Hukukun üstünlüğü geçerliydi. İnsanlar düşünce ve fikirlerini rahatça açıklayabiliyordu. Basın özgürlüğünde de dünyada son sıralarda değildik.
Uluslararası Sınır Tanımayan Gazeteciler Örgütü’nün raporuna göre: Basın özgürlüğünde 180 ülke arasında 159’uncuyuz. Dünyanın özgür olmayan ülkeleri arasında yer alıyoruz!
Cinayet, silahlı soygun, ırza tecavüz gibi katalog suçlar hariç, yargılamalar tutuksuz yapılırdı. Tutukluluk tamamen istisna bir durumdu...
Şimdi, bunların hiçbiri yok!
Yalnız Mehmet Uçum değil, tüm iktidar mensuplarının ağzından demokrasi lâfı düşmüyor. Onları dinlerken kendimizi başka ülkede yaşıyor sanıyoruz.
AKP iktidarı demokrasiyi kendi anlayışlarına göre eğip büküyor!
★★★
Nobel Ekonomi Ödüllü Prof. Dr. Daron Acemoğlu, Türkiye’nin demokrasi alanında düştüğünü belirterek:
“Demokrasiden vazgeçen bir ülke kişi başı GSYH (Gayrı Safi Yurtiçi Hasıla) açısından yaklaşık yüzde 20 kaybediyor” dedi.
Acemoğlu’na göre “Demokratikleşmenin uzun vadeli büyüme üzerinde olumlu etkileri oluyor. Demokratikleşen bir ülke, yaklaşık 13 yıl kadar süren güçlü bir büyüme atağı ile diğer otoriter ülkelere kıyasla yüzde 15, yüzde 20 daha zengin hale geliyor”
Demek ki, zenginleşmenin motoru “Demokrasi”
Ülkelerin refahı için her şeyden önce demokrasi geliyor.
Fakat bizim demokrasi motoru kayıp! Ülkede yaşadığımız olaylar, baskınlar, gözaltına almalar, tutuklamalar, hızla demokrasiden uzaklaştığımızı gösteriyor.
Bu yüzden refah bizden uzakta!
Rekorlar ülkesiyiz (!)
Dünya çapında bir rekor daha kırdık!
Kiralardaki kontrolsüz artış, büyük şehirlerde yaşam maliyetini dayanılmaz boyutlara yükseltirken, yalnız düşük gelirli değil, orta gelirli vatandaşları da krize sürüklemeye başladı.
OECD (Ekonomik İşbirliği ve Kalkınma Örgütü) tarafından hazırlanan son raporda Türkiye’de yıllık kira artışlarının yüzde 89’a ulaşarak ilk sırada yer aldığı belirtildi.
OECD örgütüne üye 38 ülke arasında ikinci sırada olan Macaristan’daki kira artışı Türkiye’dekinden 8 kat daha az.
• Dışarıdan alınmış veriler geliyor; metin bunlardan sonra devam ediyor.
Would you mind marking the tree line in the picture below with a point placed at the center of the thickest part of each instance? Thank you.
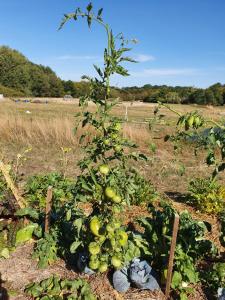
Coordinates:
(20, 77)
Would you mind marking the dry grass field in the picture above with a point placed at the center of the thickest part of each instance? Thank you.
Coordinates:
(47, 127)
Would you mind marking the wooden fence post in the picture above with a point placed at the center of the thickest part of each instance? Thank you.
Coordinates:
(171, 257)
(48, 208)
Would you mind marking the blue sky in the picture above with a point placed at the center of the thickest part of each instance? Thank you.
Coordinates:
(181, 42)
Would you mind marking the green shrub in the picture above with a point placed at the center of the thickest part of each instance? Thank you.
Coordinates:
(206, 195)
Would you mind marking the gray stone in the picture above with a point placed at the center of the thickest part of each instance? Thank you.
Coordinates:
(120, 280)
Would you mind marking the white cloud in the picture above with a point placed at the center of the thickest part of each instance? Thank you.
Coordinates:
(163, 72)
(78, 57)
(144, 57)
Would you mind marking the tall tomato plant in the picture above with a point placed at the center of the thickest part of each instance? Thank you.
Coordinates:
(105, 179)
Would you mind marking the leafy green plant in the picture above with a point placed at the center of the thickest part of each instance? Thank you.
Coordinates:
(37, 186)
(106, 179)
(46, 250)
(189, 128)
(206, 195)
(55, 288)
(192, 246)
(222, 222)
(214, 278)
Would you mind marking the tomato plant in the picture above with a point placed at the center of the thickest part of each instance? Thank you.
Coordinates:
(56, 288)
(192, 246)
(106, 179)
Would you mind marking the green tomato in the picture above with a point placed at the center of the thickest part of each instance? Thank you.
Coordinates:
(104, 169)
(94, 248)
(103, 267)
(116, 262)
(95, 226)
(109, 192)
(94, 265)
(116, 199)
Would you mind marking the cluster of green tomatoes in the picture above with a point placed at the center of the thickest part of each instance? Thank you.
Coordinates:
(191, 120)
(112, 138)
(109, 237)
(107, 248)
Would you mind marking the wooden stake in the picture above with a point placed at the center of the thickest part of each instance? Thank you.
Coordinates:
(48, 208)
(20, 200)
(171, 258)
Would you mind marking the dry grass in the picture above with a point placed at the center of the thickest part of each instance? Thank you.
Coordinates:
(49, 127)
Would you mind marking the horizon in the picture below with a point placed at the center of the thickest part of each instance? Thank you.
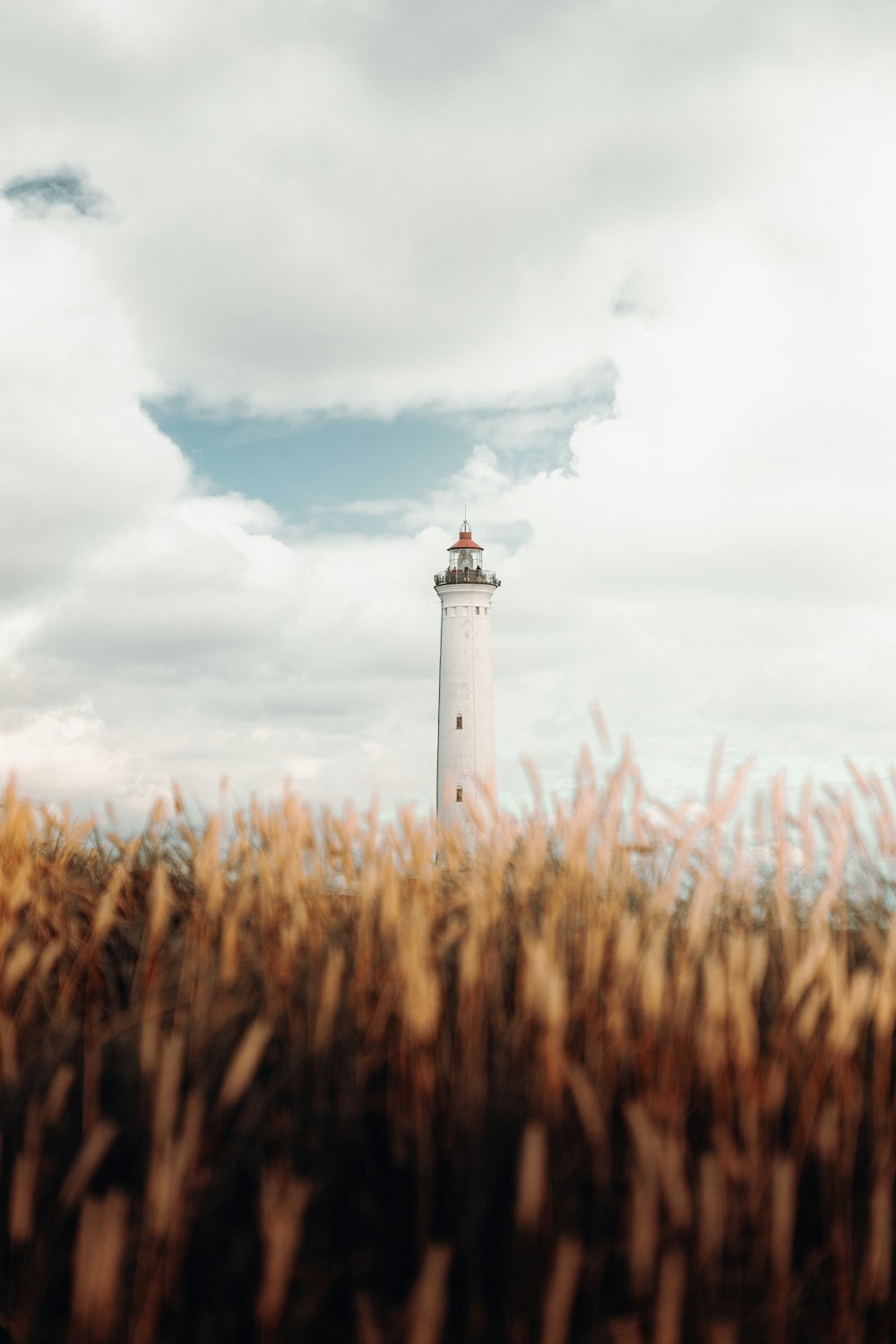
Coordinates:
(288, 293)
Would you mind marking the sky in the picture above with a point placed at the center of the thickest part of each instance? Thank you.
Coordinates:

Türkiye’de kiralar neden frensiz artıyor?
En önemli sebebi konut arzındaki yetersizlik.
Yüksek enflasyon, barınma krizini derinleştiriyor ve bu sosyal adaletsizlik sorunu haline geliyor.
İngiltere’de kira artışı yüzde 6.3, Kanada’da yüzde 5.2, Amerika’da yüzde 4, Macaristan’da yüzde 11, Türkiye’de ise yüzde 89.
Bu gidişle kira sorunu, yalnız ekonomik değil, sosyal bir krize dönüşeceğe benziyor!
Zenginlerin çocukları...
Temel, liseye giden oğluna hep bahçede ya da sokakta ders çalıştırıyormuş.
“Yazık değil mi çocuğa? Neden hep sokakta ders çalıştırıyorsun? Komşular bize gülüyor” diyen karısı Fadime’ye kızmış:
“Senin aklın ermez kadın... Televizyonlardaki magazin programlarını izlemiyor musun? Bütün zenginler çocuklarını dışarıda okutuyorlarmış!”
GÜNÜN SÖZÜ
Başarı değil, başarısızlık insana büyük ders olur!